La envidia

Luis Guillermo Blanco

La Real Academia Española define a la envidia como la “tristeza o pesar del bien ajeno”, y como la emulación o el “deseo de algo que no se posee”. O sea que quien envidia siente congoja por algún bien que es de otro, el cual constituye ese “algo” que el sujeto envidioso no posee. Estamos, pues, en el terreno del deseo, es decir, en un ámbito propiamente psicológico. O psicopatológico. Pues la envidia, en su mayor expresión (intensa y excesiva), es un padecimiento emocional.

Al tratar acerca de los celos (El Litoral, 20/11/09), recordamos que Melanie Klein conceptuó a la envidia como “el sentimiento enojoso contra otra persona que posee o goza de algo deseable, siendo el impulso envidioso el de quitárselo o dañarlo”. Correspondiendo ahora acotar que, para Klein, la envidia es una expresión sádico-oral y sádico-anal de impulsos destructivos que operan desde el comienzo de la vida y que tienen una base constitucional. Siendo que la proyección destructiva de la envidia radica en que se ataca lo envidiado en el otro. Y pudiendo decirse que “la persona muy envidiosa es insaciable; nunca puede quedar satisfecha porque su envidia proviene de su interior y por eso siempre encuentra un objeto en quien centrarse”. Por su parte, Wilfred Bion advirtió que los individuos afectados por fuertes sentimientos de envidia poseen una actividad mental que procura distorsionar el conocimiento o la comprensión para evitar el dolor o la frustración, y George Crabb consideró que la envidia es siempre una pasión baja, que arrastra tras de sí las peores pasiones.

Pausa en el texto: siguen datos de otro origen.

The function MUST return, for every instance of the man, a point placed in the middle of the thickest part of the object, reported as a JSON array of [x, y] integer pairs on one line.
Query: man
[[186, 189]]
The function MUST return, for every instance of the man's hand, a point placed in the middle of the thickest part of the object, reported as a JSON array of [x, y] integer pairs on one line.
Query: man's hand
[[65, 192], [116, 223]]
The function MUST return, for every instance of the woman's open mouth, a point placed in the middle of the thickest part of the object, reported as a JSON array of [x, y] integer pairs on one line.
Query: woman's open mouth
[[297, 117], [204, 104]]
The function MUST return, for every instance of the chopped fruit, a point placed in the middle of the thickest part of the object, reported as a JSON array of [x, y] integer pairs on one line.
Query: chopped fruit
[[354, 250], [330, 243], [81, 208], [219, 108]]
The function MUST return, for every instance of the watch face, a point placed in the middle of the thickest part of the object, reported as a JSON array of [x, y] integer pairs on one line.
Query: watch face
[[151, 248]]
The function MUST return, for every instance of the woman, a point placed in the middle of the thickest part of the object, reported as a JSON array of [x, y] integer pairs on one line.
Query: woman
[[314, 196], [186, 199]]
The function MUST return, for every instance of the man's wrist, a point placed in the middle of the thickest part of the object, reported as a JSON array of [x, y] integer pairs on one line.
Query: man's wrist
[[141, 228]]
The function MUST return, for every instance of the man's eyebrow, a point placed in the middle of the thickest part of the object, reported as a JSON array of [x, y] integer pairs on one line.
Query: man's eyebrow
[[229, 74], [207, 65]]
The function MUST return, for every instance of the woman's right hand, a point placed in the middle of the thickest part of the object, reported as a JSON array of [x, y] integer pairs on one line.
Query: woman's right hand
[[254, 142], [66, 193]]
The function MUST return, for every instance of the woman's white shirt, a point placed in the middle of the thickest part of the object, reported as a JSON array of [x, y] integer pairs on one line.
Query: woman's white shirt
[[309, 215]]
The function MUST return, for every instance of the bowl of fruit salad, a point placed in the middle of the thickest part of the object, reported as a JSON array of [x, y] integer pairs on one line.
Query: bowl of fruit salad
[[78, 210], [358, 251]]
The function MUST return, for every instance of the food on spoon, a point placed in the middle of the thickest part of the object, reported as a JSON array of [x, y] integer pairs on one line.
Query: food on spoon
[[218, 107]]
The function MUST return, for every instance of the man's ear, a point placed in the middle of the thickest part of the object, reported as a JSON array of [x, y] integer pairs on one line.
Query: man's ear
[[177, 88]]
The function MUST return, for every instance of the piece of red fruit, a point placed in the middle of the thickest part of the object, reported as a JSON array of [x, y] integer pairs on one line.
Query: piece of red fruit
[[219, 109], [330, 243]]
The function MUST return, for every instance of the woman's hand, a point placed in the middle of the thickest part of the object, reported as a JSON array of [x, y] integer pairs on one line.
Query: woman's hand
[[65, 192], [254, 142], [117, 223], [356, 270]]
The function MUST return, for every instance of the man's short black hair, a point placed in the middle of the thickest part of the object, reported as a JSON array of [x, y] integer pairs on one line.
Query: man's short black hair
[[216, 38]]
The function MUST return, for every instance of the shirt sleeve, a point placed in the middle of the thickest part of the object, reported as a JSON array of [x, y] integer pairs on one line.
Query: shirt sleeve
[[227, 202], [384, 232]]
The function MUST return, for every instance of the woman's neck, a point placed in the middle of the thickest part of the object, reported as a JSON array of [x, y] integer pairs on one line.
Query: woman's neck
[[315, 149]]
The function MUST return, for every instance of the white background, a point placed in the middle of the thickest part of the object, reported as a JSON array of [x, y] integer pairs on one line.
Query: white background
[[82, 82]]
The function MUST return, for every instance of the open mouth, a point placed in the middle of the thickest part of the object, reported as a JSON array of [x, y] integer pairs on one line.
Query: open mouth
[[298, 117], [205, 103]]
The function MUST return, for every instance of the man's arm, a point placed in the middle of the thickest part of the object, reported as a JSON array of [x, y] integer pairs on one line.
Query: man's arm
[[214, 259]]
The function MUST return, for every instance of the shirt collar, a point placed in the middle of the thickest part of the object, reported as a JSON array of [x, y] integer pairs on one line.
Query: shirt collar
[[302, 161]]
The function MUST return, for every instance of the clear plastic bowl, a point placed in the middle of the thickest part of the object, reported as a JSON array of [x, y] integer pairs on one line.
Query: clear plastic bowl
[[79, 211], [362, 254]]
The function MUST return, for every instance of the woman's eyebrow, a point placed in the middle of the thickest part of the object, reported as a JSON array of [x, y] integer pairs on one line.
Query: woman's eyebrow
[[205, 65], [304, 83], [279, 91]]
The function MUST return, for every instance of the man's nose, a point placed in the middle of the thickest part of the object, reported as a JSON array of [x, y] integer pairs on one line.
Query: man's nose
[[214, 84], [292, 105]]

Sin perjuicio de que se pueda envidiar a más de una persona, la envidia se dirige a cada individuo envidiado en particular. De allí que, en cada caso singular, la envidia siempre implica la relación del sujeto que padece envidia con una sola persona (el envidiado), y se concrete en alguno o ambos de dichos impulsos, propiamente mediocres y maliciosos. O en atormentarse a solas, impotencia y furia mediante. Pero siempre y en todo caso, acumulando el envidioso dolor y frustración, en cuanto y en tanto envidiar implica un reconocimiento, consciente o no, de las propias carencias (objetivas o cuya obtención de lo deseado descarta por considerarse “inepto” para ello) y autolimitaciones (reales, inducidas o psicopatógenas, pero que no se intentan superar), cualquiera que unas y/u otras fueran. De allí que el acto de envidiar lo coloca en un estado de continua insatisfacción y de queja permanente, lastimándolo y desenfocándolo de sus propios objetivos, afectando el desarrollo de sus capacidades para la gratitud y la felicidad, y destruyéndolo lentamente.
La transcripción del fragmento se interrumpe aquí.